CMMI is a major lever. It will require learning and sustained engagement. And it may be the most important strategic investment this profession can make right now.

We’ll see you in Blog 3.

A note on sources and verification: This blog is part of a three-part series on the future of PT and OT policy, published on OT Potential. Blog 1, “The Therapy Reimbursement Guide,” covers the history and mechanics of PT and OT payment under Medicare — read it before this one. Blog 3 will cover CMMI models and value-based care participation. 

Statutory citations refer to Sections 1848 and 1861 of the Social Security Act (42 U.S.C. §1395w-4 and §1395x). The HCPAC description draws on AMA RUC documentation. The 2025 behavioral health G-code descriptions refer to G0546–G0551, effective January 1, 2025. APCM codes G0556–G0558 are effective January 1, 2025. The CAA of 2026 telehealth extension was signed February 3, 2026. The CONNECT for Health Act of 2025 is H.R. 4206 / S. 1261. APTA’s 2026 PFS final rule PE survey report should be linked at publication.
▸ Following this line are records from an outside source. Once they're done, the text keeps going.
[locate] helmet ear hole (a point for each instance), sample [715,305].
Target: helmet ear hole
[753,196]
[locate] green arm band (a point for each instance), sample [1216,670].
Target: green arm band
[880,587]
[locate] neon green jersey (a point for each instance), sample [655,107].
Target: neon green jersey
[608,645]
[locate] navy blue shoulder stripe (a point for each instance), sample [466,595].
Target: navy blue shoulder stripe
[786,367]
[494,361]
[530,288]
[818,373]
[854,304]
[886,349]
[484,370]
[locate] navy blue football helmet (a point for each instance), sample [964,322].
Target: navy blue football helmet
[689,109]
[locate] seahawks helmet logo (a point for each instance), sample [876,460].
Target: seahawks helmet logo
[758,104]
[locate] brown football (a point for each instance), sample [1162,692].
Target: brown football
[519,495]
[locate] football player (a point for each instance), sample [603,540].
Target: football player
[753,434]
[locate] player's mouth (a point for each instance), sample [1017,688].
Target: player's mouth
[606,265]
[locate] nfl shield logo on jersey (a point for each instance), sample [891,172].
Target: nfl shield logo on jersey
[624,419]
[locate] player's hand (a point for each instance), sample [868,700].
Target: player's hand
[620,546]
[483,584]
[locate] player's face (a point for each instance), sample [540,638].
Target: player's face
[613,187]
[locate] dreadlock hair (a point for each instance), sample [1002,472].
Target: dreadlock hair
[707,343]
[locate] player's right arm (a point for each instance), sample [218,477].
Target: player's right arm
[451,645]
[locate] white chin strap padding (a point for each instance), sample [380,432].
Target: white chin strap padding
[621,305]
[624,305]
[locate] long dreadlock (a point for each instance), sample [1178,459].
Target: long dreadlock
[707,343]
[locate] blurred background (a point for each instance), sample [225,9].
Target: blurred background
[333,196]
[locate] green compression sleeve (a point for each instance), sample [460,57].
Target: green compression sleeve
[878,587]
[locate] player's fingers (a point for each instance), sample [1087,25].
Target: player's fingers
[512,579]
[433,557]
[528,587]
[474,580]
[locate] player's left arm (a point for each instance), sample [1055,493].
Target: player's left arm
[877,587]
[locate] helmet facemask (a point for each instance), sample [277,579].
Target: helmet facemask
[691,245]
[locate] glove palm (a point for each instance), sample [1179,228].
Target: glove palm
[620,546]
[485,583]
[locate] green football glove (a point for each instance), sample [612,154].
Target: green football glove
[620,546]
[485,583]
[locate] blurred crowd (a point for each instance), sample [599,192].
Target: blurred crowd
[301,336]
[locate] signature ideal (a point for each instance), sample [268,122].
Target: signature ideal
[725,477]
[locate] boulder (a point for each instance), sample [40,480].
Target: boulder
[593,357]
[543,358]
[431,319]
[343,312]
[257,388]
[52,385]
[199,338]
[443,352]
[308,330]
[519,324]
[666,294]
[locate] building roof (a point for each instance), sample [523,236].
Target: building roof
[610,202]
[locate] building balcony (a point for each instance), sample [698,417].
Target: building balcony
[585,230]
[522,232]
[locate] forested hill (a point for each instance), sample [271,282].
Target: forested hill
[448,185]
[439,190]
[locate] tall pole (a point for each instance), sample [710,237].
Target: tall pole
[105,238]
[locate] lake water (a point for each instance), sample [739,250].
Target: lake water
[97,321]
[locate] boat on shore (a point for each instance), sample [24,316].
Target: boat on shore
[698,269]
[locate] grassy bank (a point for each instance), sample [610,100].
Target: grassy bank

CMMI model details are available at innovation.cms.gov.

Disclaimer: This playbook is intended for informational and planning purposes only and does not constitute legal advice. It was not prepared by an attorney and should not be relied upon as a substitute for professional legal or regulatory counsel. Recommendations and examples are offered as starting points for consideration; any action taken should follow a comprehensive, context‑specific review by qualified advisors. The authors and distributors accept no responsibility for decisions or actions taken based on the material in this document.